The Board rejected the employers’ rationale of wishing to maintain the integrity of its investigation. Board stated that an employer must weigh and ultimately justify the instruction with considerations such as:

  • whether any given investigation witness needs protection;
  • whether evidence is in danger of being destroyed;
  • whether testimony is in danger of being fabricated; or,
  • whether there is a need to prevent a cover-up

What This Decision Means:

It is clear that instructions regarding confidentiality are intended to ensure the integrity of investigations. And employers investigating claims of misconduct, especially those involving alleged harassment, discrimination, retaliation, or other potentially illegal activity, need to be able to conduct professional, unbiased investigations to determine whether a violation occurred and to take prompt, corrective action.

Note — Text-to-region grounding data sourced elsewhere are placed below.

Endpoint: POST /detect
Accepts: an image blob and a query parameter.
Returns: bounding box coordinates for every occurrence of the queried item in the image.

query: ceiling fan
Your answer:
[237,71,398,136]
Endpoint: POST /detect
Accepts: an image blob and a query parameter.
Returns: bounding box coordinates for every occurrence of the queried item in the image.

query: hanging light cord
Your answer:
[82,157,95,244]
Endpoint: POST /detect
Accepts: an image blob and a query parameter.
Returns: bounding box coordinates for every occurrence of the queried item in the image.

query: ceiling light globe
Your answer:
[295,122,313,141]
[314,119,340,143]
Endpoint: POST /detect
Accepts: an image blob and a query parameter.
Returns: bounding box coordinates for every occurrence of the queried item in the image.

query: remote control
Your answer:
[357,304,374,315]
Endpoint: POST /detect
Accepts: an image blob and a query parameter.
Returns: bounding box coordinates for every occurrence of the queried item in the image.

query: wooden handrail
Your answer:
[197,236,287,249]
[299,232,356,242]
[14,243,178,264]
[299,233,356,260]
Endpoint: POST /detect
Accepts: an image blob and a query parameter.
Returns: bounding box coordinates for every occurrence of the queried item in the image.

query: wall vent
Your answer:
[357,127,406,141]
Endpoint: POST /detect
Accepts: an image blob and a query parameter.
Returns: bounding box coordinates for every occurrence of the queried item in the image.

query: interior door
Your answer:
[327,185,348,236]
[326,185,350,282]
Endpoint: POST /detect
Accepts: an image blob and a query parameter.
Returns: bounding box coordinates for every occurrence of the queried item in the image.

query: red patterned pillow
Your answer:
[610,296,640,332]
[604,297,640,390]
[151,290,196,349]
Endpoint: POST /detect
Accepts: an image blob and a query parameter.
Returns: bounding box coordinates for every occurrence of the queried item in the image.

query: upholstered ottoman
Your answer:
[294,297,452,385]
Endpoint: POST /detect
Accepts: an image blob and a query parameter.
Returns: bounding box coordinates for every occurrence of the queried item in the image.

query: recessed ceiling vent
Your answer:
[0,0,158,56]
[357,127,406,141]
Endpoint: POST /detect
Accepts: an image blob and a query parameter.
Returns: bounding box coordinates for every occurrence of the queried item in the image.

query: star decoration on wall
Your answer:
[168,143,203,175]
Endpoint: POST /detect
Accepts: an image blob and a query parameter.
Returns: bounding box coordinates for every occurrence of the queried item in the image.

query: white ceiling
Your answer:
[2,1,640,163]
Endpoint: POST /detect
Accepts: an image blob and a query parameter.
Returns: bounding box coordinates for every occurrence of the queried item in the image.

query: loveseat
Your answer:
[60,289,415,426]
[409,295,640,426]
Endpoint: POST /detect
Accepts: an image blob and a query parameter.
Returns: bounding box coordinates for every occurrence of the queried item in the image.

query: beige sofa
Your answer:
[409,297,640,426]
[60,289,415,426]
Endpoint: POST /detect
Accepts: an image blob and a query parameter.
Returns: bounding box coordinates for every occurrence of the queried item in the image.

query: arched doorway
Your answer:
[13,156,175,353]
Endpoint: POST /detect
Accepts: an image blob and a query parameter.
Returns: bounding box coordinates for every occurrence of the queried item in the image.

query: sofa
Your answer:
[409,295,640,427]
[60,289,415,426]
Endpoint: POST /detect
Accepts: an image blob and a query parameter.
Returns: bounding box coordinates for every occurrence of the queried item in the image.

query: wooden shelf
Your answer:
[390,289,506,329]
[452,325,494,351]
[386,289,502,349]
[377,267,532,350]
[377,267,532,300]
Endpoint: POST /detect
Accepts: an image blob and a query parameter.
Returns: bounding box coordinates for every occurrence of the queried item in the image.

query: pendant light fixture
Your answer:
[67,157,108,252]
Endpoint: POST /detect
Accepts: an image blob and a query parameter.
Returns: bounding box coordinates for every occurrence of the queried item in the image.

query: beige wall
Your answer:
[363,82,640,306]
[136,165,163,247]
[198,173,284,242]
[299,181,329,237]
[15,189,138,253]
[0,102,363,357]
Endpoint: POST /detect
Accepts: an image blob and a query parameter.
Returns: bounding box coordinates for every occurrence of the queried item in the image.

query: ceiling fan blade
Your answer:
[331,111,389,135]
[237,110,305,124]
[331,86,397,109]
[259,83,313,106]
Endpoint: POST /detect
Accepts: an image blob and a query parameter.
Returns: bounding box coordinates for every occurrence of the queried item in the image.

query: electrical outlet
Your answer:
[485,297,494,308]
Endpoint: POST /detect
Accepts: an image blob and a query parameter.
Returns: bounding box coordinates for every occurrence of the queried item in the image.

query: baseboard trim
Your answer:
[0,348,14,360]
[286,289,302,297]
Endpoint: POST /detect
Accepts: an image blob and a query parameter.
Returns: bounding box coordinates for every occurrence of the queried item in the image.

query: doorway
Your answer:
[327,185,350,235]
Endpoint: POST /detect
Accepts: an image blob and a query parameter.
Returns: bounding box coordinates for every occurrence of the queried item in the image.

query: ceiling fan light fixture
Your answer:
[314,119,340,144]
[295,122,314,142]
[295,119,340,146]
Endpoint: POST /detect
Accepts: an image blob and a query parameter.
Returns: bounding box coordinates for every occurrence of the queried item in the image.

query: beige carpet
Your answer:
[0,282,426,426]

The integrity of such an investigation can be destroyed if employees communicate with each other and intentionally or unintentionally interfere with witnesses testimony or, worse yet, threaten employees if they cooperate.

The Board’s decision does not preclude confidentiality instructions in all cases. When a non-supervisory employee is interviewed, however, employers should consider both the nature of the investigation and the identity of the witness, and determine the appropriate amount of emphasis to place upon confidentiality warnings.

Employers should take into consideration the following:

  • Severity of the conduct being investigated:  The more serious the underlying conduct — especially allegations of workplace violence or sexual or racial harassment — the more likely that a confidentiality instruction would be acceptable.
  • Role of the Witness in the Interview Process:  If the employee interviewee is an eye-witness, and is neither the complainant nor the victim, then asking such an employee not to discuss the investigation before others can be interviewed would likely be acceptable.
  • Risk of Retaliation: Evaluating the potential for retaliation against a reporting victim employee must be a critical concern for employers. So the more potential for retaliation the more likely the instruction would be acceptable.
  • Narrow Instructions: The more specific the instruction the better. For example, an instruction not to discuss the substance of the claims, or try to influence, tamper with, or otherwise attempt to shape or influence the testimony of any other witness the more likely the instruction would be accepted.